Cultural heritage monument of Kosovo

St. Anne's Church in Dunav is a cultural heritage monument in Dunav, Gjilan, Kosovo. Built in 1938, the same year as the village mosque, the church is the only Catholic church in Gjilan, near the point where Kosovo, Serbia, and North Macedonia meet.

==Description==
The foundation is stone, while the walls are made from bricks bound with lime mortar. The façade wall is built from multicolored tuff mortared with jointed concrete. Left of the entrance, the square bell tower is 12 m high; its façade includes a niche at the front door's height and four narrow windows for illumination, while the tower's narrowest section tapers to a cross up top. Above the doorway, a simple plaque reads "Kisha Katolike e Shën Anës, 1938" ("St. Anne’s Catholic Church, 1938"). Two doors beside the front one were closed before the last renovation in 2012, one leading to the bell tower and the other to the confessional. A narrow hall leads directly into the nave, with the chapel accessible from three parallel entrances and containing pews on either side of the central aisle. The chapel is domed and has three stained glass windows on the side wall, ending in a transept with two side alcoves and a circular apse with its own outer circular window. The only relic of the original chancel by that apse is the altar table, and the eastern apse connects with the church annexes. The roof, upgraded with gutters in 2012, is dual, with a lower surface above the transept and a higher one above the apse. A statue of Our Lady of Good Friday was removed from this church and moved to the church of Saint Anthony of Padua in Binač.
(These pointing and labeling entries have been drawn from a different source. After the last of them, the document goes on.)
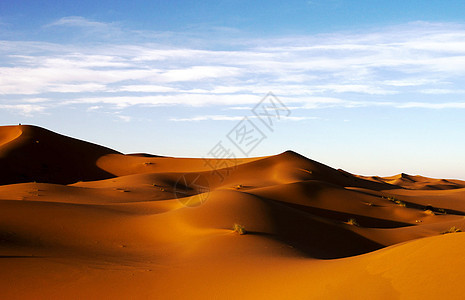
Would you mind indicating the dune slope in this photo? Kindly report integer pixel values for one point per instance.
(85, 221)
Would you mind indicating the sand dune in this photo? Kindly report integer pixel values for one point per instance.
(81, 221)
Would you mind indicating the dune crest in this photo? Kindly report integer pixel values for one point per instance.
(84, 220)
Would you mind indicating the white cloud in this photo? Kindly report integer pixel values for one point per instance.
(23, 109)
(235, 118)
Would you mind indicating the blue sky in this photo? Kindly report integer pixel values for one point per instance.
(373, 87)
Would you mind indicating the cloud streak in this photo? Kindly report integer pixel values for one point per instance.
(398, 67)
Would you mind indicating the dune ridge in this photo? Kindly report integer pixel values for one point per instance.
(98, 223)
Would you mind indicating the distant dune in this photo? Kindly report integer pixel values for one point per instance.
(81, 221)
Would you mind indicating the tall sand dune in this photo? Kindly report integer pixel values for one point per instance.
(81, 221)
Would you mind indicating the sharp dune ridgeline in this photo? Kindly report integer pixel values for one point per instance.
(82, 221)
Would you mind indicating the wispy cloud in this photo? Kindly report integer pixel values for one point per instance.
(334, 70)
(236, 118)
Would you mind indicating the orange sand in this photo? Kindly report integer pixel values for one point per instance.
(81, 221)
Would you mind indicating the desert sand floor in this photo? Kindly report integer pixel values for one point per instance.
(81, 221)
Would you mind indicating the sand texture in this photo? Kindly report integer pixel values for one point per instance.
(81, 221)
The church in is a prime location, with a churchyard reaching down toward in a terrace wall at the bottom of a hill. The yard is surrounded by poplars, some pines, and some lime trees. Though summers are quite hot at 840 m of altitude, a light north–south breeze cools. Although the church is not as popular as it once was as a place of worship, the church grounds have played host since 2011 to the Gjilan-based Beqir Musliu Arts Club's regional poetry festival known as the Trekëndëshi Poetik ("Poetic Triangle").